Basic algebra problem on groups and binary operations.

Prove that formula $$m \circ n = 2mn+2m+2n+1$$ determines binary operation on the set $$\mathbb{R} \setminus \{-1\}$$ and $$(\mathbb{R} \setminus \{-1\}, \circ)$$ is a group.

I am pretty sure how to prove that given formula forms group, however don't really understand what is needed to show that this formula determines binary operation? Any hints are appreciated.
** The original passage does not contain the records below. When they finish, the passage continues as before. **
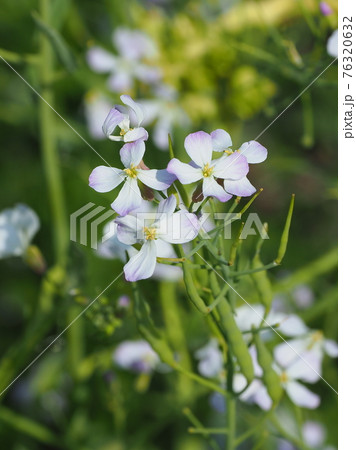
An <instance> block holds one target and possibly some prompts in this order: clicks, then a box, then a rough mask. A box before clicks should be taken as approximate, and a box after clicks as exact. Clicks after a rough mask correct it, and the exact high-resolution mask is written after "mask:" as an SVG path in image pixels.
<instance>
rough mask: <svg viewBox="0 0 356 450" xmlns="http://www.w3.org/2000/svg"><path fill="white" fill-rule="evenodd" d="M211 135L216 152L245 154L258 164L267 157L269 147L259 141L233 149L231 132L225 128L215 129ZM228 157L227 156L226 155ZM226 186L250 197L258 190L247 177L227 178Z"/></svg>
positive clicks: (229, 188)
mask: <svg viewBox="0 0 356 450" xmlns="http://www.w3.org/2000/svg"><path fill="white" fill-rule="evenodd" d="M210 136H211V137H212V140H213V150H214V152H224V153H225V154H226V155H233V154H236V153H237V154H240V155H243V156H244V157H245V158H246V160H247V162H248V163H249V164H257V163H260V162H263V161H265V159H266V158H267V149H266V148H265V147H263V145H261V144H259V143H258V142H257V141H249V142H245V143H244V144H242V145H241V147H240V148H239V150H235V151H234V150H232V149H231V147H232V140H231V136H230V135H229V133H227V132H226V131H225V130H221V129H218V130H215V131H213V132H212V133H211V134H210ZM226 157H227V156H226ZM224 188H225V190H226V191H227V192H229V193H230V194H233V195H237V196H239V197H248V196H250V195H252V194H254V193H255V192H256V189H255V187H254V186H252V184H251V183H250V181H249V180H248V179H247V177H242V178H240V179H237V180H230V179H227V180H225V181H224Z"/></svg>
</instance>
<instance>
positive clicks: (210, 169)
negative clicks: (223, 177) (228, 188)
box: [203, 164, 214, 177]
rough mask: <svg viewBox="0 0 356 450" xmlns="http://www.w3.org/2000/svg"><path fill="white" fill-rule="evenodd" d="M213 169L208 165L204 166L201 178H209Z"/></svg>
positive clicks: (208, 164) (205, 165)
mask: <svg viewBox="0 0 356 450" xmlns="http://www.w3.org/2000/svg"><path fill="white" fill-rule="evenodd" d="M213 170H214V168H213V167H210V166H209V164H205V166H204V167H203V177H210V175H211V174H212V173H213Z"/></svg>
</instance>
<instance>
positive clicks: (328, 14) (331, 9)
mask: <svg viewBox="0 0 356 450" xmlns="http://www.w3.org/2000/svg"><path fill="white" fill-rule="evenodd" d="M319 8H320V12H321V14H322V15H323V16H330V14H332V13H333V10H332V9H331V7H330V5H329V4H328V3H326V2H320V3H319Z"/></svg>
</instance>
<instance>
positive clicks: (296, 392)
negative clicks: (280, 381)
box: [285, 381, 320, 409]
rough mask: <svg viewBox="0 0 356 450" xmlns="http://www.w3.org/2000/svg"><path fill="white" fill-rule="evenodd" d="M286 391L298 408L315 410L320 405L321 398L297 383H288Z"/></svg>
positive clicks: (296, 381)
mask: <svg viewBox="0 0 356 450" xmlns="http://www.w3.org/2000/svg"><path fill="white" fill-rule="evenodd" d="M285 390H286V392H287V394H288V396H289V398H290V399H291V400H292V402H293V403H294V404H296V405H298V406H301V407H303V408H308V409H315V408H317V407H318V406H319V405H320V397H319V396H318V395H316V394H314V392H311V391H309V389H307V388H306V387H305V386H303V385H302V384H300V383H298V382H297V381H288V382H287V383H286V385H285Z"/></svg>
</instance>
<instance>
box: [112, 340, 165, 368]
mask: <svg viewBox="0 0 356 450" xmlns="http://www.w3.org/2000/svg"><path fill="white" fill-rule="evenodd" d="M113 358H114V361H115V363H116V364H117V365H118V366H119V367H122V368H123V369H127V370H132V371H133V372H138V373H150V372H152V371H153V370H154V369H155V368H156V366H157V365H158V364H159V362H160V359H159V357H158V355H157V353H156V352H155V351H154V350H153V349H152V347H151V346H150V344H149V343H148V342H146V341H143V340H140V341H124V342H123V343H122V344H120V345H119V346H118V347H117V348H116V350H115V352H114V355H113Z"/></svg>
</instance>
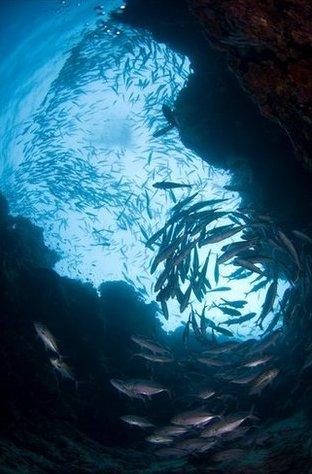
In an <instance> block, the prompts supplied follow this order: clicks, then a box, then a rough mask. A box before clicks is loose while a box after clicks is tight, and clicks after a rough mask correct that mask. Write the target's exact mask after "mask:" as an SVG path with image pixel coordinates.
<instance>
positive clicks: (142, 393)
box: [131, 380, 170, 397]
mask: <svg viewBox="0 0 312 474" xmlns="http://www.w3.org/2000/svg"><path fill="white" fill-rule="evenodd" d="M131 391H132V392H133V393H135V394H138V395H144V396H147V397H151V396H153V395H157V394H159V393H162V392H167V393H168V394H169V395H170V390H169V389H168V388H165V387H164V386H163V385H161V384H160V383H158V382H154V381H153V380H133V381H131Z"/></svg>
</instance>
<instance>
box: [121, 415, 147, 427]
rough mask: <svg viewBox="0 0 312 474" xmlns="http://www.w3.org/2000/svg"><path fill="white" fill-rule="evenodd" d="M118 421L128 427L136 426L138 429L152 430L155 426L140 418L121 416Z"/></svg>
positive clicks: (134, 416) (146, 420) (126, 416)
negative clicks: (127, 426) (127, 425)
mask: <svg viewBox="0 0 312 474" xmlns="http://www.w3.org/2000/svg"><path fill="white" fill-rule="evenodd" d="M120 419H121V420H122V421H124V422H125V423H128V424H129V425H133V426H138V427H139V428H153V427H154V426H155V425H154V424H153V423H152V422H151V421H149V420H148V419H147V418H144V417H142V416H136V415H123V416H121V417H120Z"/></svg>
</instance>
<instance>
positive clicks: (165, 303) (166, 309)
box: [160, 301, 169, 321]
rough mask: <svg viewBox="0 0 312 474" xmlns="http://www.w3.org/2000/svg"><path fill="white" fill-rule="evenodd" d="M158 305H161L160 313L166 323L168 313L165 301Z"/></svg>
mask: <svg viewBox="0 0 312 474" xmlns="http://www.w3.org/2000/svg"><path fill="white" fill-rule="evenodd" d="M160 305H161V310H162V313H163V315H164V317H165V319H166V321H168V319H169V311H168V306H167V303H166V301H161V302H160Z"/></svg>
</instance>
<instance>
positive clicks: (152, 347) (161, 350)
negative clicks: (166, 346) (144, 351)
mask: <svg viewBox="0 0 312 474" xmlns="http://www.w3.org/2000/svg"><path fill="white" fill-rule="evenodd" d="M131 340H132V341H133V342H135V344H137V345H138V346H140V347H142V348H144V349H148V350H150V351H151V352H153V353H154V354H163V355H168V354H169V352H168V350H167V349H165V348H164V347H162V346H161V345H160V344H159V343H158V342H156V341H153V340H152V339H147V338H146V337H144V336H131Z"/></svg>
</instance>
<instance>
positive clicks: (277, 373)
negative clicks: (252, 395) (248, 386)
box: [249, 369, 279, 395]
mask: <svg viewBox="0 0 312 474" xmlns="http://www.w3.org/2000/svg"><path fill="white" fill-rule="evenodd" d="M278 374H279V370H278V369H271V370H267V371H266V372H264V373H263V374H261V375H259V377H257V379H256V380H255V383H254V384H253V386H252V388H251V390H250V392H249V394H250V395H257V394H259V393H261V392H262V390H263V389H264V388H265V387H266V386H267V385H269V383H271V382H272V380H274V379H275V378H276V377H277V376H278Z"/></svg>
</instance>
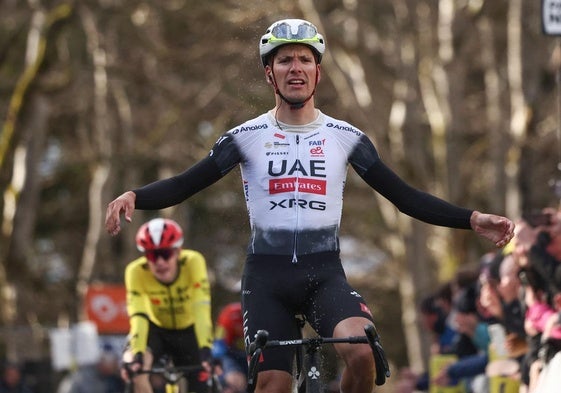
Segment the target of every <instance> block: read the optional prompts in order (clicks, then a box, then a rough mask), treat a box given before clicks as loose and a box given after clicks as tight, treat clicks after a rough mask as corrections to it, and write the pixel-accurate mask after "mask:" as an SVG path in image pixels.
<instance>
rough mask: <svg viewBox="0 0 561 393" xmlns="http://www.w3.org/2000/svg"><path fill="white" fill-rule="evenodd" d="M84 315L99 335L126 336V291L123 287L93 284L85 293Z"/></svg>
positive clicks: (126, 314)
mask: <svg viewBox="0 0 561 393" xmlns="http://www.w3.org/2000/svg"><path fill="white" fill-rule="evenodd" d="M85 306H86V313H87V316H88V319H89V320H90V321H92V322H94V323H95V324H96V326H97V330H98V332H99V333H100V334H127V333H128V331H129V318H128V315H127V303H126V289H125V286H124V285H117V284H95V285H90V286H89V287H88V291H87V292H86V301H85Z"/></svg>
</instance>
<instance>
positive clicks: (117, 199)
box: [105, 191, 136, 236]
mask: <svg viewBox="0 0 561 393" xmlns="http://www.w3.org/2000/svg"><path fill="white" fill-rule="evenodd" d="M135 200H136V194H135V193H134V192H132V191H127V192H125V193H124V194H122V195H121V196H119V197H118V198H117V199H115V200H113V202H111V203H109V205H107V211H106V212H105V229H106V230H107V232H109V234H111V235H113V236H115V235H116V234H118V233H119V231H120V230H121V213H124V216H125V220H126V221H127V222H131V221H132V213H133V212H134V202H135Z"/></svg>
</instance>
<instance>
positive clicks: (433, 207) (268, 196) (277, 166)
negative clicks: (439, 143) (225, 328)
mask: <svg viewBox="0 0 561 393" xmlns="http://www.w3.org/2000/svg"><path fill="white" fill-rule="evenodd" d="M259 51H260V55H261V59H262V62H263V66H264V70H265V76H266V78H267V82H268V83H269V84H270V85H271V87H272V88H273V90H274V92H275V99H276V102H275V107H274V108H273V109H271V110H270V111H268V112H267V113H265V114H263V115H261V116H259V117H257V118H255V119H252V120H250V121H248V122H246V123H244V124H242V125H240V126H238V127H235V128H233V129H231V130H229V131H228V132H226V133H225V134H224V135H223V136H222V137H220V138H219V139H218V141H217V142H216V143H215V145H214V147H213V148H212V150H211V151H210V153H209V155H208V156H207V157H206V158H204V159H202V160H201V161H200V162H198V163H197V164H195V165H194V166H192V167H191V168H189V169H187V170H186V171H185V172H183V173H181V174H179V175H177V176H174V177H172V178H169V179H164V180H160V181H156V182H154V183H151V184H149V185H146V186H144V187H141V188H138V189H135V190H132V191H127V192H125V193H124V194H122V195H121V196H119V197H118V198H116V199H115V200H114V201H112V202H111V203H110V204H109V205H108V207H107V212H106V222H105V226H106V229H107V231H108V232H109V233H110V234H112V235H116V234H117V233H118V232H119V231H120V228H121V226H120V225H121V224H120V216H121V214H124V217H125V220H126V221H128V222H130V221H131V219H132V213H133V211H134V209H162V208H165V207H169V206H172V205H175V204H178V203H181V202H182V201H184V200H185V199H187V198H189V197H190V196H192V195H193V194H195V193H197V192H199V191H201V190H203V189H204V188H206V187H207V186H209V185H211V184H213V183H215V182H216V181H218V180H219V179H220V178H222V177H223V176H225V175H226V174H227V173H228V172H230V171H231V169H233V168H234V167H235V166H237V165H240V166H241V173H242V181H243V189H244V193H245V198H246V202H247V207H248V212H249V216H250V226H251V238H250V241H249V244H248V250H247V251H248V253H247V260H246V264H245V268H244V274H243V280H242V293H243V295H242V304H243V309H244V315H245V320H244V326H246V327H247V332H246V335H245V339H246V343H247V342H249V341H250V340H252V339H253V336H254V334H255V332H256V330H257V329H265V330H268V331H269V334H270V337H272V338H279V339H289V338H291V337H295V336H296V334H297V331H296V330H295V328H294V325H293V316H294V313H302V314H304V315H305V316H306V318H307V320H308V321H309V322H310V324H311V325H312V326H313V327H314V329H316V330H317V331H318V333H319V334H321V335H324V336H334V337H346V336H353V335H363V334H364V330H363V328H364V325H365V324H367V323H369V322H370V321H371V320H372V316H371V313H370V311H369V309H368V307H367V306H366V304H365V302H364V300H363V299H362V297H361V296H360V295H359V294H358V293H357V292H356V291H354V290H353V289H352V288H351V287H350V286H349V284H348V282H347V280H346V278H345V273H344V271H343V268H342V266H341V261H340V259H339V240H338V233H339V224H340V219H341V211H342V203H343V189H344V185H345V179H346V172H347V168H348V165H349V164H350V165H351V166H352V167H353V169H354V170H355V171H356V172H357V173H358V174H359V175H360V176H361V177H362V179H364V181H365V182H366V183H368V184H369V185H370V186H371V187H372V188H373V189H375V190H376V191H377V192H379V193H380V194H382V195H383V196H384V197H386V198H387V199H388V200H390V201H391V202H392V203H393V204H394V205H395V206H396V207H397V208H398V209H399V210H400V211H401V212H403V213H405V214H408V215H410V216H411V217H414V218H416V219H419V220H422V221H424V222H427V223H430V224H434V225H441V226H446V227H451V228H462V229H472V230H474V231H476V232H477V233H478V234H480V235H481V236H483V237H484V238H486V239H488V240H490V241H492V242H493V243H495V244H496V245H497V246H498V247H503V246H504V245H506V244H507V243H508V242H509V241H510V239H511V238H512V235H513V231H514V224H513V223H512V221H511V220H509V219H508V218H506V217H502V216H498V215H493V214H484V213H480V212H478V211H475V210H470V209H465V208H461V207H457V206H454V205H452V204H450V203H448V202H445V201H443V200H441V199H439V198H437V197H435V196H433V195H430V194H427V193H425V192H422V191H419V190H417V189H415V188H413V187H411V186H409V185H408V184H406V183H405V182H404V181H403V180H402V179H401V178H400V177H399V176H397V175H396V174H395V173H394V172H393V171H392V170H391V169H390V168H388V167H387V166H386V165H385V164H384V163H383V162H382V160H381V159H380V157H379V155H378V153H377V151H376V149H375V147H374V145H373V144H372V142H371V141H370V140H369V138H368V137H367V136H366V135H365V134H364V133H363V132H362V131H360V130H359V129H357V128H356V127H354V126H352V125H350V124H348V123H346V122H344V121H341V120H336V119H334V118H331V117H329V116H327V115H325V114H323V113H322V112H321V111H320V110H318V109H317V108H316V107H315V104H314V94H315V89H316V86H317V84H318V83H319V81H320V79H321V66H320V62H321V58H322V55H323V53H324V51H325V41H324V38H323V36H322V35H321V34H319V33H318V31H317V29H316V28H315V26H313V25H312V24H311V23H309V22H307V21H304V20H300V19H286V20H281V21H278V22H275V23H274V24H273V25H271V26H270V27H269V28H268V29H267V31H266V33H265V34H264V35H263V36H262V37H261V39H260V40H259ZM336 350H337V352H338V354H339V355H340V356H341V358H342V359H343V361H344V362H345V364H346V366H347V367H346V368H345V370H344V372H343V375H342V378H341V390H342V391H344V392H364V393H367V392H368V393H369V392H371V391H372V389H373V384H374V382H373V381H374V371H373V370H374V367H373V358H372V354H371V350H370V348H369V346H368V345H352V346H351V345H350V344H337V345H336ZM273 352H274V354H273ZM263 355H264V359H263V362H262V364H260V368H259V369H260V370H262V371H260V373H259V378H258V382H257V390H256V391H259V392H268V393H269V392H289V391H290V386H291V374H290V371H291V368H290V360H291V358H290V356H291V353H290V352H289V351H276V350H275V351H271V354H266V353H264V354H263Z"/></svg>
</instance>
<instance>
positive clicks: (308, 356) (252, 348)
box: [248, 325, 391, 393]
I've been thinking about binary operation definition, which in terms of our course states that binary operation on set A is such an mapping, that $$A \times A \rightarrow A$$, but how it fits here?

Note that $$f(x):=2(x+1)$$ give a bijection $$\Bbb R\setminus\{-1\}\to \Bbb R\setminus\{0\}$$. Then show that $$f(x\circ y)=f(x)\cdot f(y)$$. Conclude.
The operation $$\circ$$ is defined as a function from $$\Bbb R\times\Bbb R$$ to $$\Bbb R$$. It’s clearly a binary operation, so to show that it’s a binary operation on $$\Bbb R\setminus\{-1\}$$, you have to show that its restriction to $$(\Bbb R\setminus\{-1\})\times(\Bbb R\setminus\{-1\})$$ is a function from $$(\Bbb R\setminus\{-1\})\times(\Bbb R\setminus\{-1\})$$ to $$\Bbb R\setminus\{-1\}$$. To put it in more algebraic terms, you have to show that the set $$\Bbb R\setminus\{-1\}$$ is closed under the operation, i.e., that if $$m,n\in\Bbb R\setminus\{-1\}$$, then $$m\circ n\in\Bbb R\setminus\{-1\}$$.